Why Have Cash Equivalent Transfer Values Fallen?

Published / Last Updated on 28/06/2022

The video was prompted by news articles today suggesting that cash equivalent transfer values (CETV) of defined benefit pension schemes such as Final Salary or Career Average Salary schemes and other guaranteed/deferred annuity pension schemes have fallen back to 2016 levels after hitting highs in 2020-2021.

It was also prompted by a new enquiry from a prospective client insisting that they wanted to give up their defined benefit scheme and transfer out to an investment linked pension as the CETV had fallen and he was blaming the recent stock market falls for this.
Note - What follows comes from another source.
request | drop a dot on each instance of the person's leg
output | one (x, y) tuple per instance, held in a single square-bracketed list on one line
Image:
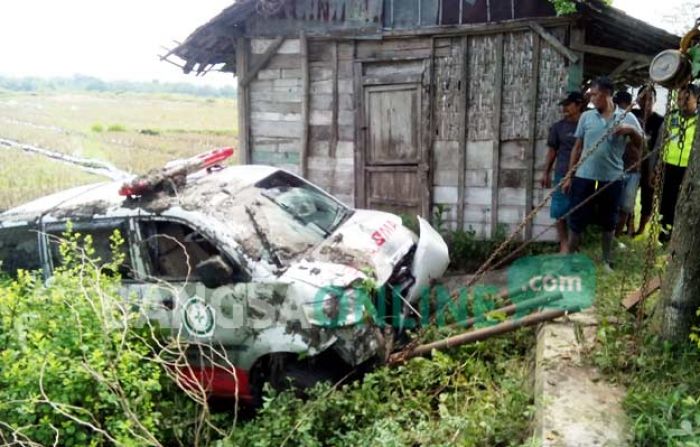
[(558, 209), (622, 222), (677, 174), (630, 225), (581, 189), (669, 197), (563, 235), (647, 197), (609, 204), (629, 199)]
  1. We no longer offer defined benefit transfer/opt out advice.
  2. The caller will find it impossible to find a financial adviser to agree to accepting an insistent investor on defined benefit transfers as the Financial Conduct Authority has banned it.
  3. The fall in transfer values has nothing to do directly with stock market volatility.

Watch our video on How a Transfer Value is Calculated  Calc CETV

Why have Transfer Values Fallen?

The answer is simple, interest rates have increased or more accurately ‘government borrowing’ interest rates i.e., gilt yields have increased.

When a pension trustee guarantees your pension income for life, it quite literally lends money to the government, that borrows £billions every year, for a fixed or inflation linked rate of return.  This means the pension scheme has a guaranteed income from the government to enable them to offer you your guaranteed pension income.  Whn you die or when the Treasury Stock matures (usually 15, 20 or 30 years), the original loan is repaid by the government i.e., the pension scheme gets its capital back.

Think like a banker:

You need a guaranteed income/interest of £100 pa and your capital secure.

  • Bank interest is say 1% pa. 
  • You deposit £10,000 in the bank and at 1% pa, you get £100 pa interest/income.
  • If interest rates increase from 1% to 2% pa, how much do you need do deposit to get £100 pa?  The answer = £5,000.
  • There has been a fall in how much it costs you/deposit to get £100 pa.

It is the same for pensions. 

  • Recently, the Bank of England has increased Interest rates from 0.1% pa to 1.25% pa. 
  • The indirect impact is that gilt yields/interest rates have increased.
  • This means that the cost to trustees to buy your pension has fallen.
  • This is why cash equivlent transfer values have fallen.